Theoretically, the Unica service can be used with any Symbian handset, but Telecom Italia has launched with just the Nokia Corp. (NYSE: NOK) E65 for now. Telecom Italia says the service will work on about six or seven Nokia handsets in its portfolio. Unica will also soon be compatible with Windows Mobile devices, once a small technical glitch with volume control is resolved.
Telecom Italia is in discussions with Nokia about pre-installing the Unica client onto its dual-mode phones.
The SIP-based service will work on more handsets -- many of which are 3G devices -- than a UMA-based service. But the drawback is that there is no handover between the cellular and WiFi networks with SIP.
"There is no integration between the two networks," says Polese. "Convergence is in the handset."
Ultimately, Telecom Italia wants to base its FMC services on IMS with voice call continuity (VCC). The operator has tested IMS-based VCC in its lab, "and it works," according to Polese.
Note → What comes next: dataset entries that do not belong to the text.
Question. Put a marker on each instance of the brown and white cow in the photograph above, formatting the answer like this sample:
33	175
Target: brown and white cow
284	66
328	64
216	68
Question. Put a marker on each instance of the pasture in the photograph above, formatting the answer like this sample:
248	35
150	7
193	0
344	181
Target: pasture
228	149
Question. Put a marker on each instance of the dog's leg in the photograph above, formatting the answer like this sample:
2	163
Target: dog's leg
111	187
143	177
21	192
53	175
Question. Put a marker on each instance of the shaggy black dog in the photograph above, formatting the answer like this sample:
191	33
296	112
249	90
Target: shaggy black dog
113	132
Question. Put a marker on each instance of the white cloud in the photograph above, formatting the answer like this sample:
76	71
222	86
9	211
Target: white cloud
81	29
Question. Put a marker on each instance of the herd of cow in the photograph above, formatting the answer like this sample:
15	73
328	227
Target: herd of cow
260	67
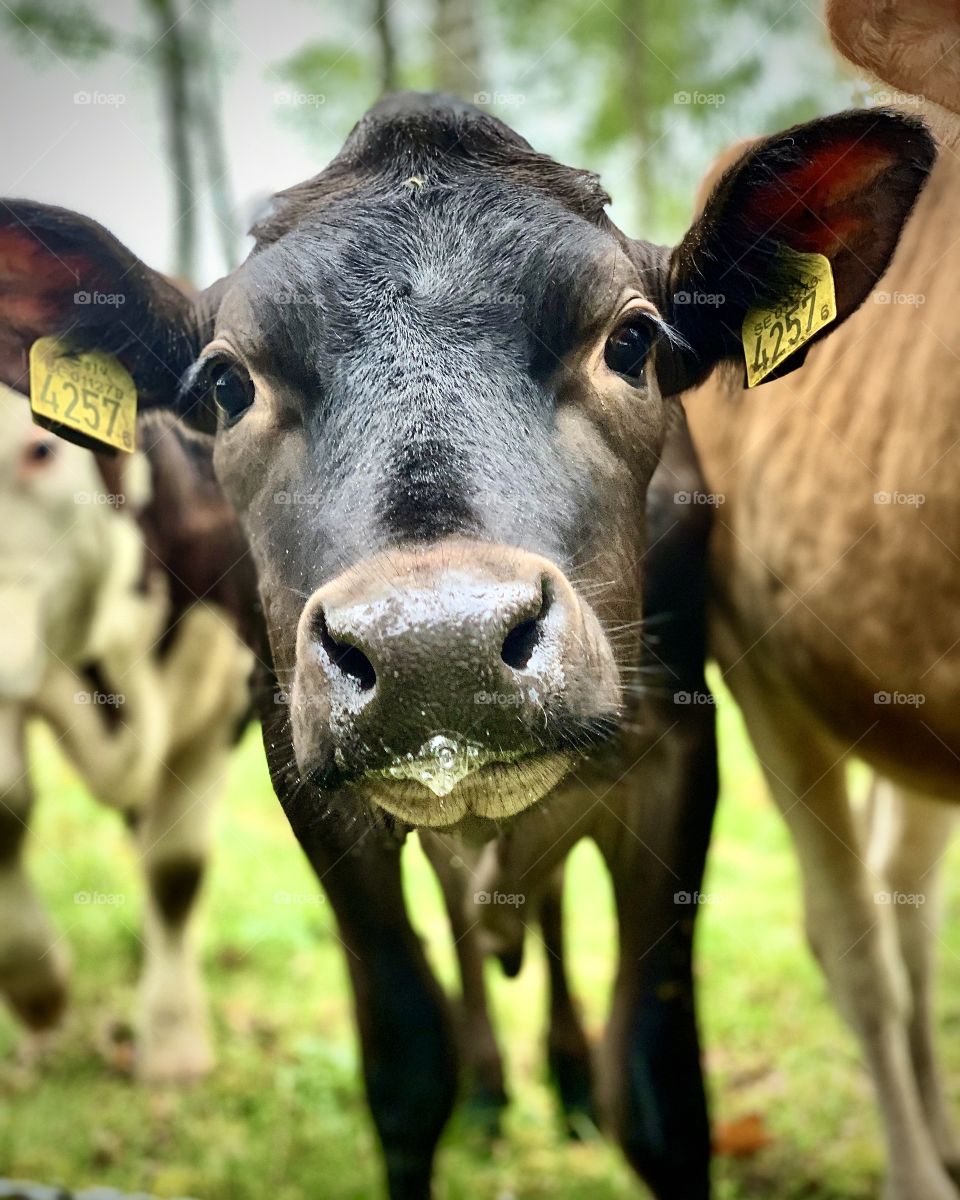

Early next year, the Italian operator will launch an IMS trial, which will include some tests of VCC.
"When we look at the customer, convergence means better tariffs at this moment, and that's a problem," says Polese. "From a technical point of view, we believe IMS will be the converged platform."
Other operators that have rolled out UMA-based FMC services, and so far stuck with the technology, include BT Group plc (NYSE: BT; London: BTA), Orange France , Telia Company , and T-Mobile US Inc. . (See Orange Doubles FMC Customers, Orange Builds on FMC Base, Swedes Are Home Free With FMC, Gateway Key to BT's Fusion Flop, and T-Mobile Launches UMA in USA.)
News of Telecom Italia's decision comes as UMA edges closer to becoming a 3rd Generation Partnership Project (3GPP) standard technology. (See UMA Nears 3GPP Approval.)